People use to sit around the campfire. Now they sit around a bar or a dinner table and tell stories.

As advertisers and marketers our job is to create passion brands. To not prioritize metrics over a connection and a bond. To realize that ultimately the relationship clients have with brands is not rational, it’s emotional.

Digital marketing space has to shift from a rational, transnational relationship to an emotional relationship.

Here are 3 examples of misuse of metrics in current marketing landscape.

1.Don’t look at Keyword Rankings! Measure traffic and conversions from organic search instead.

Be carefull with absolute rankings because every single person’s search engine rankings are unique. Search engine rankings are personalized by:

Past browsing history

Physical location

Social media connections (Google+ is now heavily integrated with Google Search.)

Most smaller companies should focus on a long-tail SEO strategy. The traffic they will get will be more targeted and will have a better chance of converting it into customers.

2.Don’t focus on Followers & Fans. Focus on growth rate over time instead

Number of Twitter Followers or Facebook Fans aggregate number is meaningless. Often it sounds good but it doesn’t translate to actionable metrics.

Focus on your niche and put all your resources into that.

Then track your growth rate from month-to-month and try to have a consistent growth.

Figure out try to figure out an average value of a Facebook Fan or Twitter Follower. Then get creative and use coupon codes or special promotions with only that network.

Measure social media traffic, conversions, and the lifetime value of a customer. Figure out how many customers are coming from social networks, and how engagement drives the lifetime value of that customer up.

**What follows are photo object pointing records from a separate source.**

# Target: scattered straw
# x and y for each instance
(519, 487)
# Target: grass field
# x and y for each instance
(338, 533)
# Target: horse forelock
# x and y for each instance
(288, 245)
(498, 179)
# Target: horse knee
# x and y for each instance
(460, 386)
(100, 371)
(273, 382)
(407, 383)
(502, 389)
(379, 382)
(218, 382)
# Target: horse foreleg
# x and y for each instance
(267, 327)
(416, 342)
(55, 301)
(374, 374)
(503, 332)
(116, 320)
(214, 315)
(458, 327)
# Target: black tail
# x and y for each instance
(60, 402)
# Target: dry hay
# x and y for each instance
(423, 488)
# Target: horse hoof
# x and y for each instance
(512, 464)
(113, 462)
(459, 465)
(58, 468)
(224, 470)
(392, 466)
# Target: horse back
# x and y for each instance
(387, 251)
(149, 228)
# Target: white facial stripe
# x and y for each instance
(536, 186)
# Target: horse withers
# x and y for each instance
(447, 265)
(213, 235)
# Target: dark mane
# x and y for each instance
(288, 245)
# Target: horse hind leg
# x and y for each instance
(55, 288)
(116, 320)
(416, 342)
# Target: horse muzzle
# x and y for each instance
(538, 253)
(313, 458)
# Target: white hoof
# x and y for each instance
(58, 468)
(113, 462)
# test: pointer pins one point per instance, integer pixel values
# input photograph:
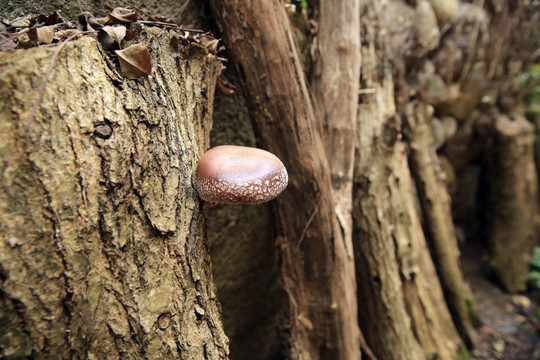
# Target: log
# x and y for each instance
(437, 214)
(103, 251)
(316, 266)
(402, 310)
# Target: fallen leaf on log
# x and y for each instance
(110, 37)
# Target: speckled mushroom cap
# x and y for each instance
(240, 175)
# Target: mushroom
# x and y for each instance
(240, 175)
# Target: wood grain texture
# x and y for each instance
(102, 244)
(316, 270)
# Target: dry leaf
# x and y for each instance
(89, 21)
(119, 16)
(207, 41)
(135, 61)
(110, 37)
(20, 22)
(64, 34)
(51, 19)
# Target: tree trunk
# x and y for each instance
(435, 202)
(401, 305)
(512, 194)
(317, 269)
(103, 251)
(335, 80)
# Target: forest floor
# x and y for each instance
(510, 323)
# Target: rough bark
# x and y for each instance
(102, 244)
(512, 193)
(335, 80)
(401, 305)
(316, 269)
(437, 213)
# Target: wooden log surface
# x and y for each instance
(102, 242)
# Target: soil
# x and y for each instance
(509, 326)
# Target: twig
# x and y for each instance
(46, 79)
(472, 48)
(16, 35)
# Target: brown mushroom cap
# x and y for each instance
(240, 175)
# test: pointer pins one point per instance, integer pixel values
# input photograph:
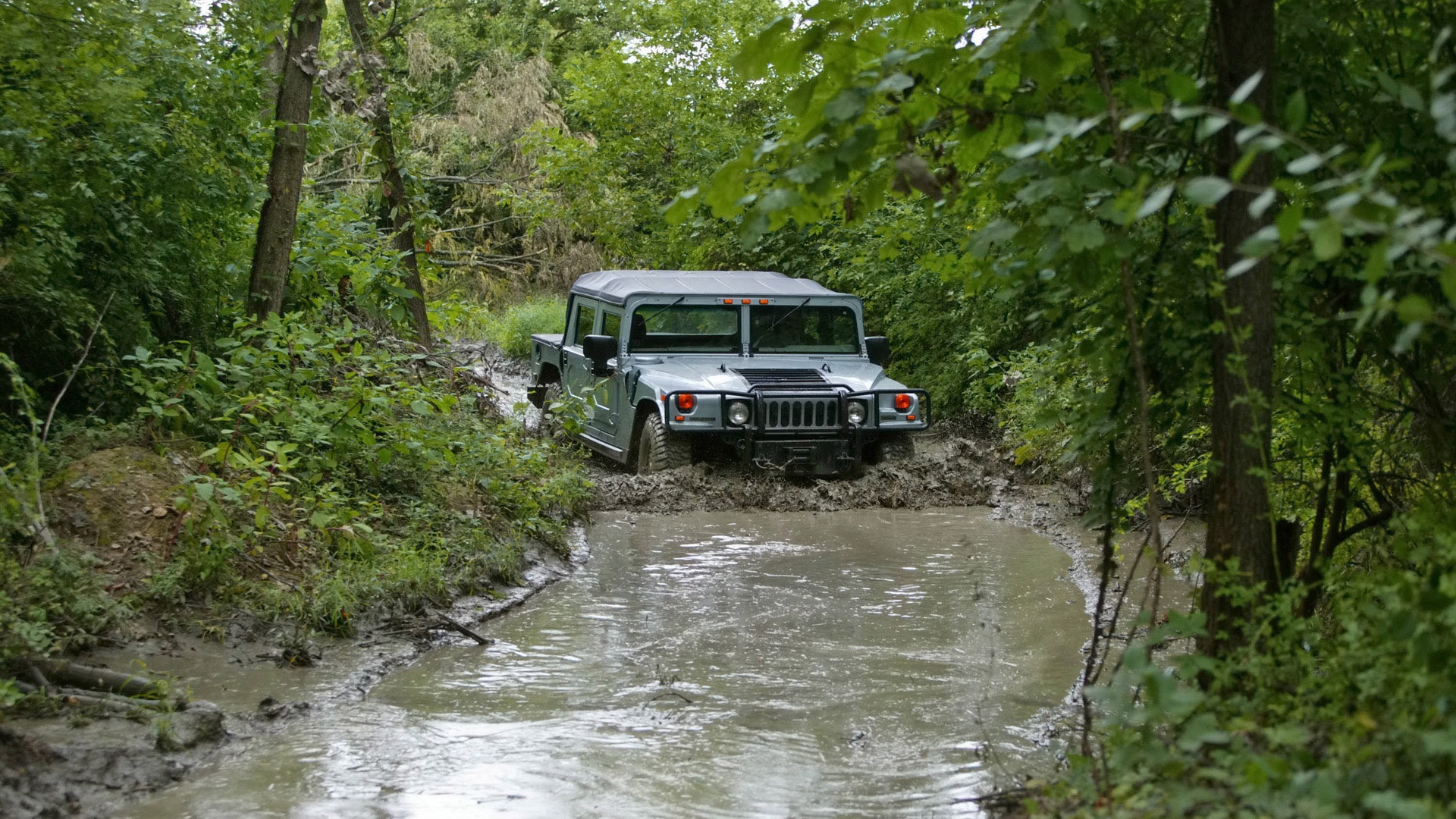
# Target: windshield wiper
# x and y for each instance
(781, 319)
(663, 311)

3.Don’t focus on Email Open Rate. Focus instead on the Click-Through-Rate (CTR) and conversion rate.

Email marketing should still be your number one priority. According to a recent study by MarketingSherpa B2C marketers report an average 256% ROI from the channel – pulling in $256 for every $1 invested.

But amazingly, when asked if these companies had a way of quantifying the ROI of email marketing, 59% said NO!

Not only is it the highest converting marketing channel, but you also own all that data. – unlike Facebook or Twitter.

However the people who do track email marketing commonly over-emphasis the open rate. Knowing this range is important, because typically only 15 – 30% of your emails will ever be opened at one time.

But here’s the problem.

An email is only counted as ‘opened’ if the recipient also receives the images embedded in that message, and a large percentage of your email users likely have image-blocking enabled on their email client.